Monday, June 3, 2013

China Day Nineteen - First Full Day in Guangzhou

We are in another ridiculously opulent five star hotel.  I just have to say a few words about this place, because it begs for commentary.  Many of the hotels we stay at have been near shopping malls.  This one is on top of its own shopping mall and that is on top of a subway station.  I say, “it’s own mall” because all of the walls in this hotel are marble and the walls of the adjoining mall are matching marble.  Plus, there are advertisements and signs pointing to the different stores/restaurants between the mall and the hotel.  This place is so fancy, it’s laughable.  It’s like some wealthy benefactor had nothing better to do with his money so he stopped by one day and vomited opulence twenty stories high.  Everything is either marble, or glass, or mirrored or carved. 

The best part is the hotel room itself.  The bathroom has NO WALLS.  It’s all glass windows.  I can stand at my bed and look through a glass window into the bathtub/shower, through another glass wall into the sink/toilet area (am I the only person in China who feels a need for bran cereal and a little bit of drywall?) .  Even better, there is a blind that comes down (remote control) on the outside of the glass window—the bedroom side.  It took my kids five minutes to figure out how to lower the blinds and three milliseconds to figure out how to push the blinds aside and void any thought of privacy for the next week. 



Saturday morning, we took the clan down to the second floor for the plethora of breakfast items in the next buffet.  This one covers about twice the square feet of last weeks buffet, but I couldn’t see too much of it because I was covered in children.  QingBei now insists on sitting next to me at meals and ZiXuan is in my lap almost all the time.  I realize this is ridiculous, but everything in their little lives is so unstable right now, there is no way I am going to add to their stress.  This is the third hotel we have been in with QingBei and the second with ZiXuan.  The upshot was that I sat with the girls and my other kids brought us breakfast items and tried to describe, with wild eyes, the choices they were forced to make that morning (we make them finish their plates, so they have to be prudent). 
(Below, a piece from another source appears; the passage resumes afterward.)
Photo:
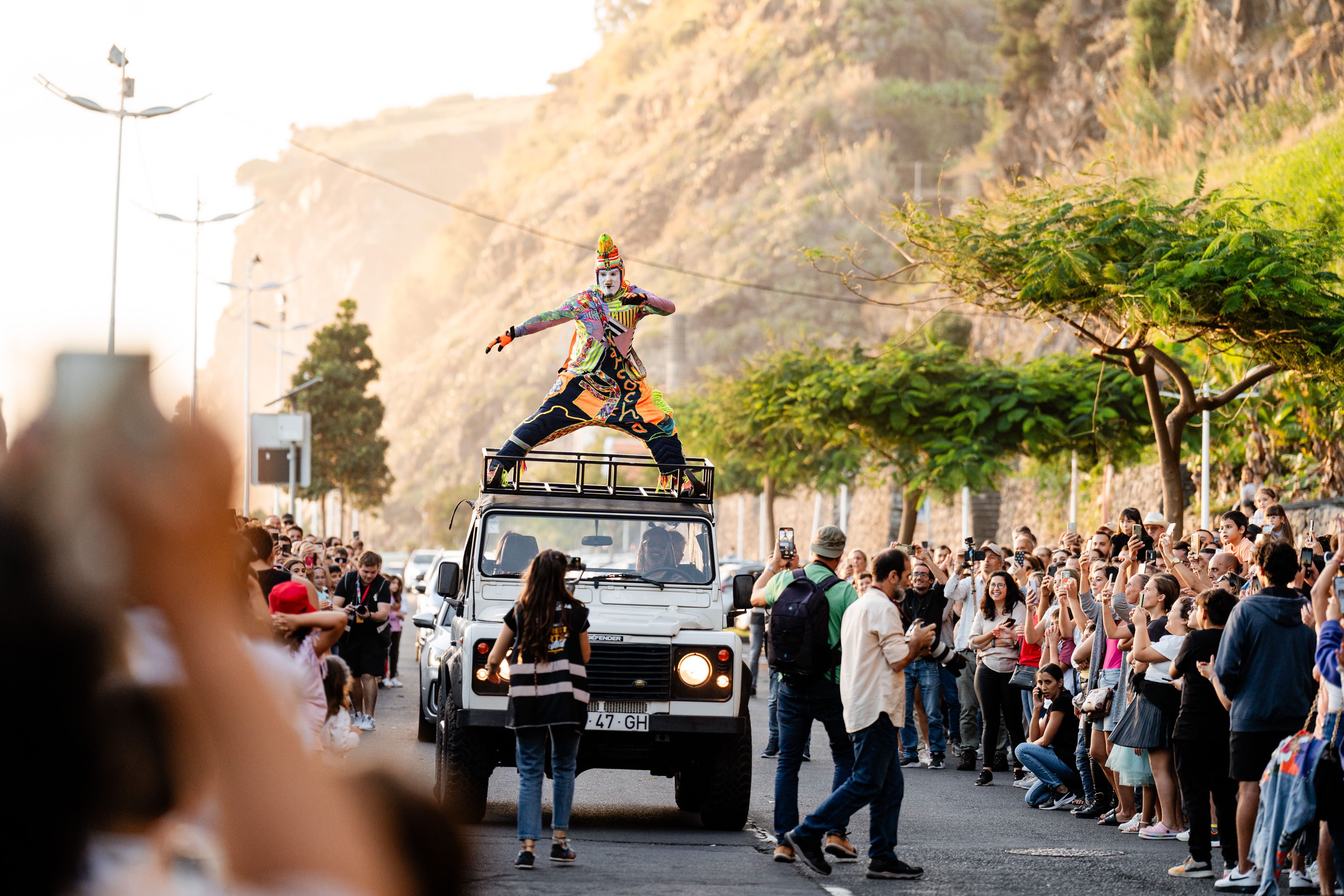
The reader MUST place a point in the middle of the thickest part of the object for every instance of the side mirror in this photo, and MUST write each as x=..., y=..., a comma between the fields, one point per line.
x=743, y=585
x=448, y=574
After breakfast, we met three other adoptive families to get our Chinese babies a medical checkup for the American Consulate.  Every Saturday, at this same medical center, they have a sort of all-day clinic for adoptive parents.  There must have been fifty families there, all hugging terrified Chinese toddlers and going from station to station to get their babies checked out.  It was essentially un-eventful, except that both QingBei and ZiXuan wanted me to hold them, which was a little tricky, and the last station required a blood sample.    
 
Of course, the Chinese would not let the parents go into the room while they took the sample, so we had to hand them off to perfect strangers and stand outside a closed, locked door and listen to the screams.  It was awful.  We had to wait in line for about thirty minutes and each child that went in that room came out traumatized and crying.  My girls were terrified and the closer we got to the door, the closer they wanted to be held.   I finally just sat down on the floor for the last ten minutes while I drilled my tour guide about all the different ways/reasons they might let me go in that room with my babies so I wouldn’t have to send them in alone.  This was pointless.  There was no way they were going to let me in that room.  ZiXuan came out crying and QingBei was just hysterical. 

After the clinic, the rest of our tour group went to Wal Mart, but I took the girls back to our hotel for a nap. 

The morning was awful, but the evening was wonderful.  A few years ago, we were a host family for a Chinese college student named Luyi.  She didn’t live with us, but we met her often throughout the year and we love her!  At the end of the year, she moved back to China and is now married and working in Hong Kong.  She and her husband, Lu, came to visit and we had a wonderful time!   After three weeks being surrounded by strangers, I was surprised at how comforting it was to see a familiar face!  They showered us with traditional Chinese presents.  They brought a bunch of traditional toys for the kids, a beautiful set of celadon bowls from their wedding and some traditional Chinese snack food.  ZiXuan went right for the dried shredded squid and QingBei was right behind her. 

We were all sitting in our hotel room, enjoying each-others company, when QingBei suddenly took a good look at them, realized they were Chinese and had a total melt down.  She has no “roof” to her mouth and her mouth/lip muscles are not really functional, so it is hard to understand her speech, but Lu was able to glean that she was saying, “I want to stay.”  Poor Baby, somehow she had the idea that because they are Chinese, they were here to take her away.  I was glad that she was sad at the thought of leaving us, but it did make the evening a little tricky, because she had me in an unrelenting vice grip for the next five hours.  Luckily, ZiXuan, who will not go anywhere near Bill or Matt, went right over to Lu!  So, he carried ZiXuan and I carried QingBei for the rest of the evening. 

We hung out with them for as long as we could, but they had to leave at 9am the next morning to catch the train back to Hong Kong.  It’s so nice to see the people I love happily married and thriving.  We will miss them!